Fotovoltaico: anche l’UK dice no ai dazi sui moduli cinesi(Rinnovabili.it) – Ancora un “no” da parte di uno dei Ventisette dell’Unione europea contro la proposta di applicare dazi punitivi nei confronti del fotovoltaico cinese. Dopo la ferma opposizione della Germania, il Ministro britannico per l’Energia e il Cambiamento Climatico, Greg Barker, è arrivato oggi a Bruxelles con il preciso obiettivo di far pressione alla Commissione affinché la misura doganale non venga applicata.

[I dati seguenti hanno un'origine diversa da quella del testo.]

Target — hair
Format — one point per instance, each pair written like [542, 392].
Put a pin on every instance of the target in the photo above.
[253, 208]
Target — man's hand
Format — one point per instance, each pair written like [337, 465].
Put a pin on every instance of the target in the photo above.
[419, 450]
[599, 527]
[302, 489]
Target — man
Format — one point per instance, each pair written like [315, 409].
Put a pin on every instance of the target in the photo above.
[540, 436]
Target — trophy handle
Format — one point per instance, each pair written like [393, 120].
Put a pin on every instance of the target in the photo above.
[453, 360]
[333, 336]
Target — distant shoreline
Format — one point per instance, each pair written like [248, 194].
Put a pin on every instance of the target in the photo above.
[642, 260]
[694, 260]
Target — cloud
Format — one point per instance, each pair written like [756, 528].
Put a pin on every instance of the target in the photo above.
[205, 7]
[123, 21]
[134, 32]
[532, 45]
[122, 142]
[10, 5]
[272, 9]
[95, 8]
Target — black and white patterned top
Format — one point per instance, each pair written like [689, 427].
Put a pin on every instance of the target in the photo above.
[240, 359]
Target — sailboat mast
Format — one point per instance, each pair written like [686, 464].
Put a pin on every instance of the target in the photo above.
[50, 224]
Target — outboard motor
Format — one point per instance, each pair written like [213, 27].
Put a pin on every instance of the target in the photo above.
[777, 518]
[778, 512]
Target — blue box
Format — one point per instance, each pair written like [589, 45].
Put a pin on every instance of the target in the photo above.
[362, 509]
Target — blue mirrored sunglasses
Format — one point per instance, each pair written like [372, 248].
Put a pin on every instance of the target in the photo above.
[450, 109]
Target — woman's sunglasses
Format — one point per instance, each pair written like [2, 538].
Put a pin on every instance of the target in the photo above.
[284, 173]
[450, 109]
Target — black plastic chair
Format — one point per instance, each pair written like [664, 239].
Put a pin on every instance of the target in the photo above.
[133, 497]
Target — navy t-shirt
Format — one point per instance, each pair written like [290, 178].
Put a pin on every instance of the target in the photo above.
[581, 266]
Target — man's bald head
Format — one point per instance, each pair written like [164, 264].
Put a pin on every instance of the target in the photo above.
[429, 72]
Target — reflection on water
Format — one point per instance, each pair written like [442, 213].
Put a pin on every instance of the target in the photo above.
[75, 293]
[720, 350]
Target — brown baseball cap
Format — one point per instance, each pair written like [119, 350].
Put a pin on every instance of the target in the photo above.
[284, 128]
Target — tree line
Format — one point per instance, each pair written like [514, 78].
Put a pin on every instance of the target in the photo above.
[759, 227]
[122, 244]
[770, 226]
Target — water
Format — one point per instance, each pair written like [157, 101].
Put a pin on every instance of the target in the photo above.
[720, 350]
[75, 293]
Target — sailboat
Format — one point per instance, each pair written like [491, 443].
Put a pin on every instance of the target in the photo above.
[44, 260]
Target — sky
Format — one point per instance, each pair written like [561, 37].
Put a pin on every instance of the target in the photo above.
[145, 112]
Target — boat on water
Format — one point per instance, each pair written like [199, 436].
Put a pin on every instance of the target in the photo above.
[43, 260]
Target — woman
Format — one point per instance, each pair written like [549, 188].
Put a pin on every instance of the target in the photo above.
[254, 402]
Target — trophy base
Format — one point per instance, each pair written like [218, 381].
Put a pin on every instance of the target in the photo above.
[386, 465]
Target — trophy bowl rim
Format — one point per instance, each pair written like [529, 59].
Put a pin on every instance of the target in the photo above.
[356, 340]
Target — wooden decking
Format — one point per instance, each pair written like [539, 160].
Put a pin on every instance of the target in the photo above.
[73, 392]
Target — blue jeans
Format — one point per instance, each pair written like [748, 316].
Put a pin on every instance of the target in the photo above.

Il governo britannico ha rotto il proprio silenzio sulle indagini comunitarie attualmente in corso, invitando gli altri Stati Membri a votare contro l’applicazione di dazi provvisori che, se in vigore, dovrebbero portare ad un prelievo medio del 47% applicato a tutti i prodotti solari “made in China” importati in Europa.

 

Barker ha scritto personalmente a tutti i 26 ministri dell’Ambiente dell’Unione europea prima del suo arrivo in Belgio, invitando i suoi omologhi a “seguire il Regno Unito nel sostenere la crescita del solare”. Un portavoce del ministero britannico ha riferito alla stampa che il Regno Unito  ha “serie riserve su queste proposte che sono state chiarite alla Commissione europea. Questi piani potrebbero avere un significativo effetto a catena sul prezzo dei moduli solari, mettendo a rischio in tutta a Europa la crescita del mercato a basso tenore di carbonio e rendendo il fotovoltaico un’opzione meno valida per le famiglie e le imprese UK”.

 

A ciò si aggiunge anche l’indiscrezione circolata questa mattina che vuole l’amministrazione Obama mediatrice con la Repubblica Popolare, anche a nome dell’Europa per la definizione di una quota sulle esportazioni cinesi e un prezzo minimo per prodotti fotovoltaici, in cambio della sospensione di qualsiasi dazio sul “made in china”.

 

Ma Milan Nitzsche, presidente di ProSun UE, che ha presentato la denuncia alla Commissione europea lo scorso anno contro l’industria asiatica è di tutt’altro avviso: “Se la Commissione europea agisse ora contro il dumping illegale da parte dei produttori solari cinesi, l’industria comunitaria potrebbe sopravvivere e prosperare. In caso contrario, prevediamo ProSun UE prevede un monopolio solare della Cina con conseguenze disastrose per i produttori europei, fornitori e clienti”, ha affermato Nitzschk.